ESG Investing Solutions | ESG Advisory

Our ESG Investment Framework helps you to factor sustainability preferences into your investment decision-making. We screen investment products using a combination of quantitative criteria and qualitative due diligence methodologies, using third-party data and ratings as well as our in-house expertise.

Integrating ESG into the investment process

 

ESG is more than a filter applied at the end of the investment process. Investments can be screened based on the strength of different factors relative to their industry peers. This enables us to work with you to identify opportunities that can have a positive impact on ESG issues while supporting your overall investment strategy.

ESG investing: our key approaches

 

The following types of investing represent the main ways in which we integrate ESG factors into investment decisions. You can find more information about that in our ESG Investments Framework. We work continuously to develop and enhance our ESG capabilities in line with regulatory and market requirements, so please get in touch for the latest information on how we can help you to achieve your individual goals.

 

  • Exclusionary screening: excluding investments in companies that violate global standards such as the UN Global Compact, or that exceed certain thresholds in sectors such as tobacco. More information about Deutsche Bank’s ESG Minimum Criteria can be found in our ESG Investments Framework
  • Positive Screening: identifying investments that achieve superior ESG ratings to alternatives in their peer groups.
  • Thematic: investments focusing on environmental and/or social themes. Examples: energy transition, water.

 

Equities

Investors can access single-line equities, equity funds or managed accounts that have been constructed to focus on ESG factors and screen companies based on certain ethical norms or other criteria. 

Fixed Income

Fixed income is an asset class that is increasingly used in ESG investing. Investors have growing access to products such as green bonds which finance environmental projects. Investors can access instruments from issuers, fixed-income funds or managed accounts that have been constructed to focus on ESG factors.

Funds

A growing number of mutual funds, including Exchange Traded Funds (ETFs) – the most liquid and tradable type – are specialising in ESG investments. These funds enable investors to apply ESG factors using exclusion strategies, such as by avoiding fossil fuel industries, or investing in more tailored products, such as funds investing in particular sectors (e.g. clean energy) or ETFs with specific criteria.

Alternatives

Alternatives*, including private market debt and equity investments and real estate, have seen momentum in ESG investing. Investors can access early-stage socially and environmentally driven enterprises as well as direct investments or funds that invest in companies or projects with a thematic or impact-driven focus. 

 

*Alternative investments are not suitable for all investors, may involve a high degree of risk and may only be appropriate for sophisticated investors who are capable of understanding and assuming the risks involved.

 

In Europe, Middle East and Africa as well as in Asia Pacific this material is considered marketing material, but this is not the case in the U.S. The value of an investment can fall as well as rise and you might not get back the amount originally invested at any point in time. Your capital may be at risk.

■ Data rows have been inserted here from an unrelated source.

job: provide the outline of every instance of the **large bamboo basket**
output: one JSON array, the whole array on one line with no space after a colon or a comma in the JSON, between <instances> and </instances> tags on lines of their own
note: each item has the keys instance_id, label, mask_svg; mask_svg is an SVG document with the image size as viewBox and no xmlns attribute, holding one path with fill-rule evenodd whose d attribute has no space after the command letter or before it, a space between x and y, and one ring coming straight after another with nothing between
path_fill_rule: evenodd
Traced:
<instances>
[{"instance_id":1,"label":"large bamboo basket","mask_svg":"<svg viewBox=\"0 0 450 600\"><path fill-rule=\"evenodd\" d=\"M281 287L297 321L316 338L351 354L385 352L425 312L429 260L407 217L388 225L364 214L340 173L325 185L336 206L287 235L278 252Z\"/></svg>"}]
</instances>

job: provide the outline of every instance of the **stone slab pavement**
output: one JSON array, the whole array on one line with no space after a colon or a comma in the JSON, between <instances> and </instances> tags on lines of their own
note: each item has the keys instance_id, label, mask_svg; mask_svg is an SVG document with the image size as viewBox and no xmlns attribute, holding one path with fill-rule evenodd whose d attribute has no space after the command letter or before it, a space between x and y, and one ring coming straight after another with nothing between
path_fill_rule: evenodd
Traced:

No assurance can be given that any forecast or target can be achieved. Forecasts are based on assumptions, estimates, opinions and hypothetical models which may prove to be incorrect. Past performance is not indicative of future returns. Performance refers to a nominal value based on price gains/losses and does not take into account inflation. Inflation will have a negative impact on the purchasing power of this nominal monetary value. Depending on the current level of inflation, this may lead to a real loss in value, even if the nominal performance of the investment is positive.

This web page is not an offer to buy a security or enter into any transaction. The products, services, information and/or materials contained within these web pages may not be available for residents of certain jurisdictions. Please consider the sales restrictions relating to the products or services in question for further information. Deutsche Bank does not give tax or legal advice; prospective investors should seek advice from their own tax advisers and/or lawyers before entering into any investment.

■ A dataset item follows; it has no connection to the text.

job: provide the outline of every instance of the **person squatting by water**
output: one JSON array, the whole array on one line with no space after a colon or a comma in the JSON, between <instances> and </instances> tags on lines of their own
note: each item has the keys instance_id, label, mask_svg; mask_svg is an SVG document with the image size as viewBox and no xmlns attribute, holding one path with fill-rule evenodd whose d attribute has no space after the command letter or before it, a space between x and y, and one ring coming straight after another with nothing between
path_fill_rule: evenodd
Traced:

ESG is an acronym that stands for Environment, Social, Governance. Our ESG framework takes into account applicable regulations and is assessed and updated continually, plus guiding principles developed in-house based on Deutsche Bank’s values and beliefs.

There is currently a lack of uniform criteria and a common market standard for the assessment and classification of financial services and financial products as sustainable. This can lead to different providers assessing the sustainability of financial services and financial products differently.

In addition, there are various new regulations on ESG and Sustainable Finance, which need to be substantiated, and further draft regulations are currently being developed, which may lead to financial services and financial products currently labelled as sustainable not meeting future legal requirements for qualification as sustainable.

We utilize data as well as ESG assessment methodologies that are supplied by independent third-party provider(s). These third-party assessment methodologies and corresponding ratings are therefore subject to change, which may result in turnover in investments within a portfolio to remain in line with an agreed ESG baseline.

ESG ratings are not currently regulated. Therefore, it is important to note that there is a selection of such data providers in the market, and methodologies between these can vary leading to different ratings for the same instruments.

ESG principles may result in a less diversified, more concentrated portfolio. ESG investing may result in the exclusion of specific industries.